Wednesday, July 15, 2015

Seeing Data as the Product of Underlying Structural Forms

Matrix factorization follows from the realization that nothing forces us to accept the data as given. We start with objects placed in rows and record observations on those objects arrayed along the top in columns. Neither the objects nor the measurements need to be preserved in their original form.

It is helpful to remember that the entries in our data matrix are the result of choices made earlier for everything that can be recorded is not tallied. We must decide on the unit of analysis (What objects go in the rows?) and the level of detail in our measurements (What variables go in the columns?). For example, multilevel data can be aggregated as we deem appropriate, so that our objects can be classroom means rather than individual students nested within classrooms and our measures can be total number correct rather than separate right and wrong for each item on the test.

Even without a prior structure, one could separately cluster the rows and the columns using two different distance matrices, that is, a clustering of the rows/columns with distances calculated using the columns/rows. As an example, we can retrieve a hierarchical cluster heat map from an earlier post created using the R heatmap function.

Here, yellow represents a higher rating, and lower ratings are in red. Objects with similar column patterns would be grouped together into a cluster and treated as if they constitute a single aggregate object. Thus, when asked about technology adoption, there appears to be a segment toward the bottom of the heatmap who foresee a positive return to investment and are not concerned with potential problems. The flip side appears toward the top with the pattern of higher yellows and lower reds suggesting more worries than anticipated joys. The middle rows seems to contain individuals falling somewhere between these two extremes.

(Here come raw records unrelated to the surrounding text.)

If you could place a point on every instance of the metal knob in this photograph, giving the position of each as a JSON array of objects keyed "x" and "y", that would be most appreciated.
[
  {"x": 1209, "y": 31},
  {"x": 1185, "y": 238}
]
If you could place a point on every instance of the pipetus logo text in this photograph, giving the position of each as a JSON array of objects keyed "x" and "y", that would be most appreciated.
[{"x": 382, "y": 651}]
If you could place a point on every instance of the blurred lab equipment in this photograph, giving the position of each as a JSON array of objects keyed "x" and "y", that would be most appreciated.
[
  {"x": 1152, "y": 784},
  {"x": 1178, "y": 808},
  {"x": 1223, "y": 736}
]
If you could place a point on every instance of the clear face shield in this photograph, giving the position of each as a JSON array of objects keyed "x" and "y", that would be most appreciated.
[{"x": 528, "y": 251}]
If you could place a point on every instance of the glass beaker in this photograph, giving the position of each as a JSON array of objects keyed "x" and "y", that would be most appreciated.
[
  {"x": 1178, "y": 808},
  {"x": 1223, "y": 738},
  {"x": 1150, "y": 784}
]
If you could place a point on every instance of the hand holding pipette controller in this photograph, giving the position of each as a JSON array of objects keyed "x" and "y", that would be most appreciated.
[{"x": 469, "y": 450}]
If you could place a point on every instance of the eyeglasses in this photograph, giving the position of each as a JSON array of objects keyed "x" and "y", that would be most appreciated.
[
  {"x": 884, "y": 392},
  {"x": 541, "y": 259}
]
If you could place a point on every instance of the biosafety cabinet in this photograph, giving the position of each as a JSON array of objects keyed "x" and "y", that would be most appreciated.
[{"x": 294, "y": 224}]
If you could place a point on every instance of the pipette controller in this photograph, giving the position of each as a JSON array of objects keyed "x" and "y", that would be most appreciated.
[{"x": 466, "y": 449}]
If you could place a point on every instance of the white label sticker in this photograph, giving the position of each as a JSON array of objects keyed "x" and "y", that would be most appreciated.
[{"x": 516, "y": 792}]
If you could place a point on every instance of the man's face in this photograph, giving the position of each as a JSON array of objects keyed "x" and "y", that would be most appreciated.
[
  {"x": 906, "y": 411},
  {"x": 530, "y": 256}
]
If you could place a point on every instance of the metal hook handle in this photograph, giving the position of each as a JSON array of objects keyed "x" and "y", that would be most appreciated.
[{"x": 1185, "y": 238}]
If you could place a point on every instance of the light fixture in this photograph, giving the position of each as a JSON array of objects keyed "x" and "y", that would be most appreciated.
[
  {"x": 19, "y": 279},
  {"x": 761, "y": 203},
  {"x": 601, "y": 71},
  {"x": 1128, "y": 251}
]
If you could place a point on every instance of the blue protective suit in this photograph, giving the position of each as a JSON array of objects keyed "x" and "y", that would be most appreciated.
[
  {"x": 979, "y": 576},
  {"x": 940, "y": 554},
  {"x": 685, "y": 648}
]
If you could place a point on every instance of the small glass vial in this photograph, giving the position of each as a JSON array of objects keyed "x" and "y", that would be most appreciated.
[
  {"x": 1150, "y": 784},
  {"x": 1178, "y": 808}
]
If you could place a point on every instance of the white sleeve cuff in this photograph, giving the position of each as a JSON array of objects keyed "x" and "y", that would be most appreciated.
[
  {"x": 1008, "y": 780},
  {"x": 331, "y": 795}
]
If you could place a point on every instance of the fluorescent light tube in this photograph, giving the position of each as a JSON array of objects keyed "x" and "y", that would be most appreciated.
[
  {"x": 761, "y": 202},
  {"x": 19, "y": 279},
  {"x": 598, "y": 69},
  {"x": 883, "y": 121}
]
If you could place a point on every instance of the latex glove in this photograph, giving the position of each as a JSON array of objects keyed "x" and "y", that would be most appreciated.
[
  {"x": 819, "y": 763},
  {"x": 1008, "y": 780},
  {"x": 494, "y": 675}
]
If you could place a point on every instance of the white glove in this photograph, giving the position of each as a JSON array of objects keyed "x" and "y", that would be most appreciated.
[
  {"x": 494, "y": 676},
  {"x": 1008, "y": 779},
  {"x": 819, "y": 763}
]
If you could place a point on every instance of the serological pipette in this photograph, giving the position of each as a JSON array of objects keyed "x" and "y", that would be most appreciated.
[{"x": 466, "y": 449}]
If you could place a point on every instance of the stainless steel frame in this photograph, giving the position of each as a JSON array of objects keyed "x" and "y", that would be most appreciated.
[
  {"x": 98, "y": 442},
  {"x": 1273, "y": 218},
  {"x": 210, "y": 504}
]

A similar clustering could be performed for the columns. Any two columns with similar patterns down the rows can be combined and an average score calculated. We started with 8 columns and could end with four separate 2-column clusters or two separate 4-column clusters, depending on where we want to draw the line. A cutting point for the number of row clusters seems less obvious, but it is clear that some aggregation is possible. As a result, we have reordered the rows and columns, one at a time, to reveal an underlying structure: technology adoption is viewed in terms of potential gains and losses with individuals arrayed along a dimension anchored by gain and loss endpoints. 

Before we reach any conclusion concerning the usefulness of this type of "dual" clustering, we might wish to recall that the data come from a study of attitudes toward technology acceptance with the wording sufficiently general that every participant could provide ratings for all the items. If we had, instead, asked about concrete steps and concerns toward actual implementation, we might have found small and large companies living in different worlds and focusing on different details. I referred to this as local subspaces in a prior post, and it applies here because larger companies have in-house IT departments and IT changes a company's point-of-view.

To be clear, conversation is filled with likes and dislikes supported by accompanying feelings and beliefs. This level of generality permits us to communicate quickly and easily. The advertising tells you that the product reduces costs, and you fill in the details only to learn later that you set your cost-savings expectations too high.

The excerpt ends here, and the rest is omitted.